H. pylori has also been implicated in the pathogenesis of many extra-gastric diseases, ranging from atherosclerosis, ischemic heart disease (IHD), liver diseases, skin diseases, blood disorders, and others, but documentation is poor and the associations are controversial. The most convincing data arise in the field of idiopathic thrombocytopenic purpura (ITP) and sideropenic anemia. Long-term follow-up studies have shown that 50% of subjects with ITP maintain a hematological response after H. pylori eradication.[63]

CONCLUSION

H. pylori represents one of the most successful human pathogens, inducing severe clinical symptoms only in a small subset of individuals, thus signifying a highly balanced degree of co-evolution of H. pylori and humans. Three main gastric phenotypes have been identified as possible outcomes of this co-habitation namely: simple gastritis; duodenal ulcer and the gastric cancer phenotypes.

H. pylori has also been implicated in the pathogenesis of many extragastric diseases which, although interesting and potentially important, their causality are yet unproven.

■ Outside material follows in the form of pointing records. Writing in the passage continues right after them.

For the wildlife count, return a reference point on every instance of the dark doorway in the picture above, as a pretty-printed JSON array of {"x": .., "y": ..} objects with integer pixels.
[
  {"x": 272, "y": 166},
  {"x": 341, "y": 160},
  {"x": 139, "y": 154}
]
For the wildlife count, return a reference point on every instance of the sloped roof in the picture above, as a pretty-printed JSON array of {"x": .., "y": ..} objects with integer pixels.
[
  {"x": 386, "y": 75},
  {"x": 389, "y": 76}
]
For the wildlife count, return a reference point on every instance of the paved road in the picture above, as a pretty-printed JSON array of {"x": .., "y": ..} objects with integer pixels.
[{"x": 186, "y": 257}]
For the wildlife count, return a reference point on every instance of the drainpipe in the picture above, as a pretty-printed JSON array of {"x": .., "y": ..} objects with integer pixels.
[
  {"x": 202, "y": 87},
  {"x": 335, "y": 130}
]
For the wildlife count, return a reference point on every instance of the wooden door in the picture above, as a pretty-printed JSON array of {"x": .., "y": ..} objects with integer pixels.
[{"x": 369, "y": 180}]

Cytokine gene polymorphisms directly influence interindividual variation in the magnitude of cytokine response, and this clearly contributes to an individual’s ultimate clinical outcome

Functional genomics may fill many of the gaps in our understanding of the pathogenesis of H. pylori infection and accelerate the development of novel therapies, including H. pylori–specific antimicrobial agents.